Sandy und die wundersame Angst

Der Hurrikan Sandy hat Teile der Ostküste der USA in eine "Kriegszone" verwandelt: Zerstörung, Stillstand des normalen Lebens. Da war selbst ein sicheres Hotelzimmer keine angstfreie Zone mehr.

Wieso kann etwas, das persönlich keine unmittelbar physische Gefahr bedeutet, so viel Angst machen wie der Hurrikan Sandy an Amerikas Ostküste in den letzten beiden Tagen? Wieso fühlt man sich in einem absolut sicheren Hotelzimmer, in dem zwar das Wasser durch das Fenster gepeischt wird und bald durch die Hälfte des Raumes kriecht, so bedroht?

Ich konnte mir das nur so erklären: Wir in Europa haben keine Erfahrung mit Naturkatastrophen, die sich tagelang vorher ankündigen; deren Entwicklung zuerst täglich und dann stündlich alles beherrscht. Welche Stärke hat der Hurrikan über den Atlantik, wann wird er auf Land treffen, wann ist der Zeitpunkt gekommen, in dem das normale Leben zum Stillstand kommt und nichts wichtiger ist, als Schutz und Sicherheit zu finden?

Dass es wirklich schlimm werden kann, merkt man in einem Hotel als erstes daran, dass das Personal im Haus bleiben muss und nicht zu den Familien kann. Da taucht zum ersten Mal das Gefühl auf, jetzt gefangen zu sein. Das Hotel nicht verlassen, weil die Bäume dem Sturm nicht mehr standhalten können; ununterbrochen die Medien verfolgen, wo sich gerade das "Auge" des Hurrikans befindet und was die Richtung des Sturms bedeuten kann und wird. Da baut sich, natürlich verstärkt durch die Sensationsberichterstattung, eine Intensität an Spannung auf, die mit der realen Gefahr, in der man sich eben nicht befindet, schon gar nichts mehr zu tun hat. Was bedeutet denn schon das Gefühl, gefangen zu sein, im Vergleich zu der Zerstörung und der Gefährdung, der zum Beispiel die Patienten des Spitals der New Yorker Universität ausgesetzt waren, als der Strom und der Notgenerator ausgefallen sind? Nichts, absolut nichts.

Die wundersame Angst taucht aber nicht nur bei den Berichten über die Verheerungen anderswo auf. Sie ist auch da, wenn die Baumkronen vor dem Hotel waagrecht dem Sturm trotzen; und sie wird durch das Gespenstische der Geisterstunden genährt, in denen die Straßen menschenleer sind und sich die Autos nicht wie üblich auf mehreren Fahrbahnen in die eine oder andere Richtung stauen.

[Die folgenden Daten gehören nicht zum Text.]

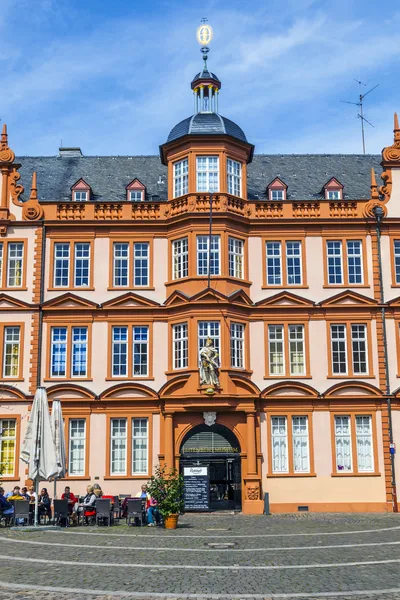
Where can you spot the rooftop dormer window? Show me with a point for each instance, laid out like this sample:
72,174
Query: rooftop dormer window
80,191
135,191
333,190
277,190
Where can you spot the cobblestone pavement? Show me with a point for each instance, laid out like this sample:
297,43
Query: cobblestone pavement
340,557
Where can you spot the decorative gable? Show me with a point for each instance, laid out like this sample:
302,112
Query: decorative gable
81,191
135,191
276,190
333,190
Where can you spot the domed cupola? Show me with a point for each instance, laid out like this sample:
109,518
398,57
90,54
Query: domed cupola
206,120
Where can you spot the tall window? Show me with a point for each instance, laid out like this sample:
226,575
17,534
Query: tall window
348,253
139,446
290,444
130,351
181,177
396,250
140,351
72,362
180,340
207,174
284,263
77,447
141,264
235,257
349,458
180,258
234,173
121,264
349,340
237,345
203,242
118,446
80,266
15,264
11,351
286,350
8,436
209,329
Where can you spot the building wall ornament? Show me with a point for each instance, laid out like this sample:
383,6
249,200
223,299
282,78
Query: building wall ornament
209,418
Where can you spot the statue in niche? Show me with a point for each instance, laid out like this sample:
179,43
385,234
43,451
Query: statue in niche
209,364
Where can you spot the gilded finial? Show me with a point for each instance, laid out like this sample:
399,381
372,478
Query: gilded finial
374,187
33,195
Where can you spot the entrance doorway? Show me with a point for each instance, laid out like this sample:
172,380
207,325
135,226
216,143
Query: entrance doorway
217,448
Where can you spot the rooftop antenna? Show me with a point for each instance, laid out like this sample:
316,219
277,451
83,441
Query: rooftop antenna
360,114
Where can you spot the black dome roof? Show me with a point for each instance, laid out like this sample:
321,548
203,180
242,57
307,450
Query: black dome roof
206,124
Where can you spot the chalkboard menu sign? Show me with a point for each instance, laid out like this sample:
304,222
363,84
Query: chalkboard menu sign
197,488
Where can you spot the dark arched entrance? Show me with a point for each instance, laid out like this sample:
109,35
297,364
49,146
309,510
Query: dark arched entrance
217,447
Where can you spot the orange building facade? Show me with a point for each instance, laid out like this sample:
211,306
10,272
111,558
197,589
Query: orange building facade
109,290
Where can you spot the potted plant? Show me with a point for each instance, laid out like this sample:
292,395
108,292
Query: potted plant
167,488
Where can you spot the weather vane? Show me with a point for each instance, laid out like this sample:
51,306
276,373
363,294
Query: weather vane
204,36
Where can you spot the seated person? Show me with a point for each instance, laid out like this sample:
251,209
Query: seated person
6,507
152,512
44,505
143,493
72,499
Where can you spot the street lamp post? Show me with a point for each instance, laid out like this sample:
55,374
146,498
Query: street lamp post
379,214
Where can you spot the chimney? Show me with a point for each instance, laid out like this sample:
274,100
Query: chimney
70,152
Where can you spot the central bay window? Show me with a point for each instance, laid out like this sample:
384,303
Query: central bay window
69,351
180,258
130,351
181,177
349,349
71,264
237,345
77,447
354,448
286,350
203,243
290,444
125,253
8,441
234,175
235,257
12,255
180,342
344,262
129,446
209,329
284,263
12,352
207,174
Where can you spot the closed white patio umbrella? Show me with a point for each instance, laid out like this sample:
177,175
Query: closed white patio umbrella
38,449
59,441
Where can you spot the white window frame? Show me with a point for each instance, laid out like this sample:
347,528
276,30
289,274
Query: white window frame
234,176
236,257
180,258
10,343
5,440
207,174
237,338
136,439
180,346
77,444
181,177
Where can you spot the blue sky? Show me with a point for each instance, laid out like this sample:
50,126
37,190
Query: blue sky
114,77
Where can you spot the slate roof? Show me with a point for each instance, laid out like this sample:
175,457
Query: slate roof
108,176
206,124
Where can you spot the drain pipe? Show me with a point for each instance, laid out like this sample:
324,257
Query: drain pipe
378,214
41,300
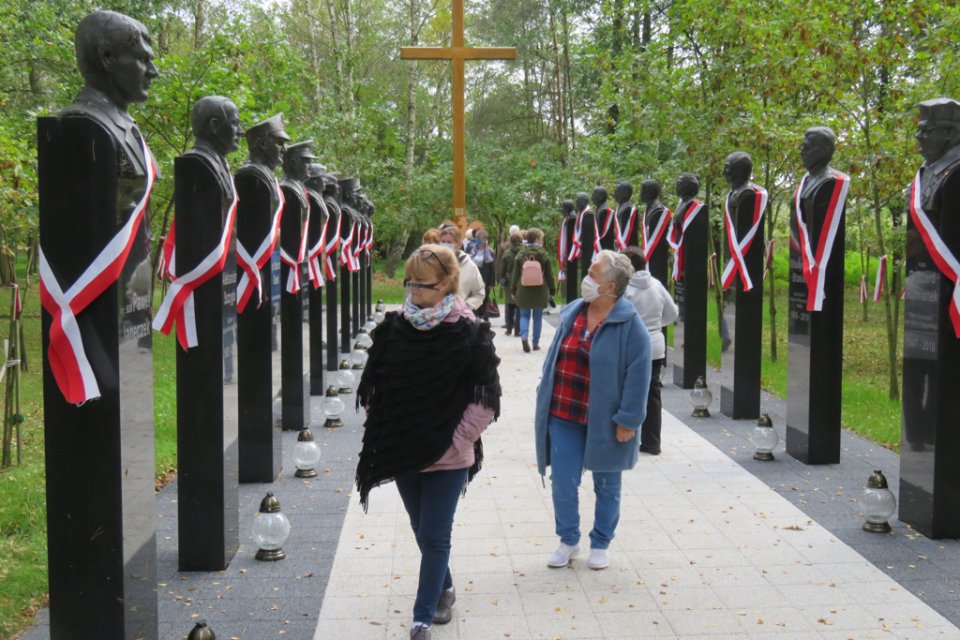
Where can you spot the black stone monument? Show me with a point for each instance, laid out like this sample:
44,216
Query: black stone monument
295,299
258,369
94,174
208,503
743,292
930,442
689,242
815,323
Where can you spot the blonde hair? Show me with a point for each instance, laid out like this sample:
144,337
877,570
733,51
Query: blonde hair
431,236
434,262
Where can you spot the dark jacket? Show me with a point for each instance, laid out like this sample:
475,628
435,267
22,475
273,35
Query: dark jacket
532,297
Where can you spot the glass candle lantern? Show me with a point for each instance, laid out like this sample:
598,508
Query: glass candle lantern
878,503
306,455
270,529
765,438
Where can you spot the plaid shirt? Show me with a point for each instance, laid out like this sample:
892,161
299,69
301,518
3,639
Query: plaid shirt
571,386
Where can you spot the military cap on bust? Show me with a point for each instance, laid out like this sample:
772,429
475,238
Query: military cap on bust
272,125
940,110
303,149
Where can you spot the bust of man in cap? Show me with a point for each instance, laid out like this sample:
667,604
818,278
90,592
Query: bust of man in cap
116,62
217,132
938,136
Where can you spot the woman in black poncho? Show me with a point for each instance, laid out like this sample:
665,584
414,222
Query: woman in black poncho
430,388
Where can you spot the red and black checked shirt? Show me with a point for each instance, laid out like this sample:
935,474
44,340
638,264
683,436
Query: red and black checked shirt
571,383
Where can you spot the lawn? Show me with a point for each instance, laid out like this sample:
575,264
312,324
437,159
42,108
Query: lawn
23,579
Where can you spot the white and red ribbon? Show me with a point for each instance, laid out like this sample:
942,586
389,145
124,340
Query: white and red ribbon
946,262
66,354
293,274
562,251
316,253
740,246
650,244
675,235
767,259
881,279
178,305
623,235
330,249
815,262
251,265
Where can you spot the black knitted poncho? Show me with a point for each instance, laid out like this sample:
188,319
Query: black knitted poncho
415,387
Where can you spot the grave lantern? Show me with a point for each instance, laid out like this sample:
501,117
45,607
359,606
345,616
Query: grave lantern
345,377
764,438
202,632
332,407
700,398
306,455
270,529
878,503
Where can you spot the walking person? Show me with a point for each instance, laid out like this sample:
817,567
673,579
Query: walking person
590,404
508,251
657,310
532,286
430,389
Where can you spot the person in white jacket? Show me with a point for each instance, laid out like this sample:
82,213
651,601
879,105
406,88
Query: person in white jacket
657,310
472,289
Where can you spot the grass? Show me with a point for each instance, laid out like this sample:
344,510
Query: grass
23,557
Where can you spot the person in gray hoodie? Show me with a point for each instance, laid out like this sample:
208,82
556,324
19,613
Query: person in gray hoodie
657,310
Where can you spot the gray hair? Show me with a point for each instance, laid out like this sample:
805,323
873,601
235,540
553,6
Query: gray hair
617,269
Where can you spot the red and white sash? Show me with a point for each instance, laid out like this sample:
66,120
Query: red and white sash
252,264
623,235
68,360
293,275
738,247
650,244
881,279
945,260
315,253
814,263
178,304
675,235
330,250
562,251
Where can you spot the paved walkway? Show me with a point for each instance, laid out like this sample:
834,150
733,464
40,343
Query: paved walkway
704,550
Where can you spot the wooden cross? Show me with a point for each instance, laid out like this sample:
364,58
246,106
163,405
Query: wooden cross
457,53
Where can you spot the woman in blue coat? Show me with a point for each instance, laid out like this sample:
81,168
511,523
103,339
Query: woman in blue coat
590,404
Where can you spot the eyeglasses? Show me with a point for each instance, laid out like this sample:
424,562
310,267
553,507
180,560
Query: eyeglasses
427,254
419,285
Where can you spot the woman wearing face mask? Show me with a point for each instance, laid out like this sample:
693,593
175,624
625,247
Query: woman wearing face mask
430,388
589,407
472,289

Für die Vorbereitung auf das kommende Desaster ist eine tagelange "Vorlaufzeit" selbstverständlich von Vorteil wie New York bewiesen hat, für das eigene Nervenkostüm weniger, denn die Anspannung steigt stündlich vor dem großen "Ungewissen".

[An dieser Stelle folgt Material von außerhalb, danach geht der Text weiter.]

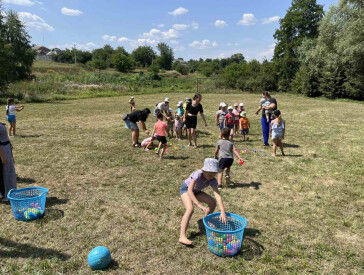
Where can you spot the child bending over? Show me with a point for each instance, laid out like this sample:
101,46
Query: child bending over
277,129
192,194
225,149
160,131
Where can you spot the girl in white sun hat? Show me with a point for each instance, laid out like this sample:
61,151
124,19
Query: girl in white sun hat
192,194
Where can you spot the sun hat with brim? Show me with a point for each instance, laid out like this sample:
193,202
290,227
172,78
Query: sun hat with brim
211,165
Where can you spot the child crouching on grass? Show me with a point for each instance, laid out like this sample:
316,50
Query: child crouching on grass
192,194
160,131
277,130
225,149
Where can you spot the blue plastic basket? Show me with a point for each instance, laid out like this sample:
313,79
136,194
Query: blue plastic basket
28,203
224,239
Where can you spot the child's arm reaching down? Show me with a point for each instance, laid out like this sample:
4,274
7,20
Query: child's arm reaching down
220,203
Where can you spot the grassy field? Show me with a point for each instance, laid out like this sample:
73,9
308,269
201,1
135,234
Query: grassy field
304,210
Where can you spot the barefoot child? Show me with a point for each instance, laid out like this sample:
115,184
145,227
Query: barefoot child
10,112
225,149
244,126
160,131
277,129
192,194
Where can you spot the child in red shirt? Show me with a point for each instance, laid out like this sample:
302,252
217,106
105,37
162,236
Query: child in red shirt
160,131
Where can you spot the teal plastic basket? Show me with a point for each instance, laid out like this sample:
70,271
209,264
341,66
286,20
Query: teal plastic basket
28,203
225,239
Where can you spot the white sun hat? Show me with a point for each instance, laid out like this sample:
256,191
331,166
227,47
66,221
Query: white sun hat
211,165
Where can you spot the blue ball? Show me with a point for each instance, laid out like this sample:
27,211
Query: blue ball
99,258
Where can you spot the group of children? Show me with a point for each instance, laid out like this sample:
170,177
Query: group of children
233,118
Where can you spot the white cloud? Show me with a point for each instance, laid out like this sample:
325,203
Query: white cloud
179,49
34,22
178,11
204,44
220,24
71,12
107,37
268,53
194,25
248,20
123,39
270,20
20,2
180,27
158,34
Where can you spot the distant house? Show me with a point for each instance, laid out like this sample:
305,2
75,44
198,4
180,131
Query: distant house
43,53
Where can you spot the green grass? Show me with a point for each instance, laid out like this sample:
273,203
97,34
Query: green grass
305,210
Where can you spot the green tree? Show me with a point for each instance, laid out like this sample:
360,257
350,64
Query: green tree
17,43
122,62
166,56
143,56
301,21
206,68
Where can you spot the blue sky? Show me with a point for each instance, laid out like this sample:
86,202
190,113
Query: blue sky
194,29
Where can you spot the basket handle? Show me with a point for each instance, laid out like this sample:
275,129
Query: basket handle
11,191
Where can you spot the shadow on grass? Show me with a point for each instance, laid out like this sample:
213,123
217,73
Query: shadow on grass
200,133
54,201
28,136
24,180
253,184
18,250
287,145
176,157
50,215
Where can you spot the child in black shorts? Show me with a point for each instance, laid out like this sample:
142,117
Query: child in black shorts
225,150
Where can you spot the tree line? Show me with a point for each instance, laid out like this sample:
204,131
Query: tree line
316,54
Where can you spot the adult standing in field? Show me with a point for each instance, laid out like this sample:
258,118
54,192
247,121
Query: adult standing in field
131,123
190,118
163,108
267,105
8,175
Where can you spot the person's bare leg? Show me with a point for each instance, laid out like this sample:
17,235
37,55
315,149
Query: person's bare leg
274,147
205,198
187,202
281,147
189,132
193,131
219,178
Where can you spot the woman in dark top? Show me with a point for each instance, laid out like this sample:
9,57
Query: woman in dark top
190,118
131,123
264,121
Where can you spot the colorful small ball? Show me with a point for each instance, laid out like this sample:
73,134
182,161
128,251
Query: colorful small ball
99,258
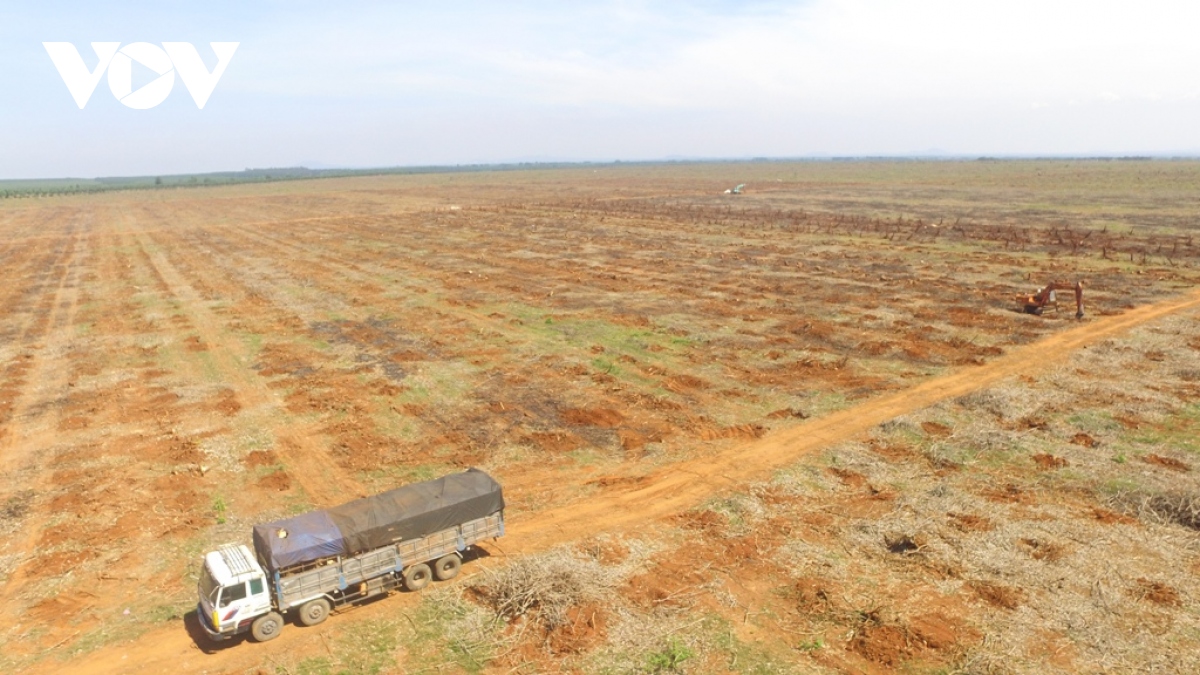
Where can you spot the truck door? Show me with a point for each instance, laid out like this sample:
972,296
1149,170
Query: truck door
231,607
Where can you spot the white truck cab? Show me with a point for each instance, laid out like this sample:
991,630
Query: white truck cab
234,596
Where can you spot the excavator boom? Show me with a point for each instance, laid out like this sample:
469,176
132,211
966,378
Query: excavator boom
1045,297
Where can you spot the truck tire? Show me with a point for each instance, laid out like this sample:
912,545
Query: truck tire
418,577
313,611
267,627
447,567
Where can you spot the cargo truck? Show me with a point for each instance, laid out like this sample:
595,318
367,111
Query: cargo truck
307,565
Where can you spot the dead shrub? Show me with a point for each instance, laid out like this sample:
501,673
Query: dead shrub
546,587
1177,507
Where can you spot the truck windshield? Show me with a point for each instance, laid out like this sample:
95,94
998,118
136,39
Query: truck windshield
208,586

Es wäre aber nicht Amerika, könnte man dann nicht auch Kommentare wie diesen hören: 37 Tote seien doch nicht viel, so viele Menschen stürben auf den Straßen der USA doch täglich. Und außerdem könnte Sandy auch etwas Gutes bringen, wenn endlich die mancherorts inferiore Infrastruktur - Straßen, Brücken, Tunnel - erneuert werden müssen.Das ist aber eine Sicht der Dinge, die  während des Sturm wohl kaum jemand geteilt haben wird.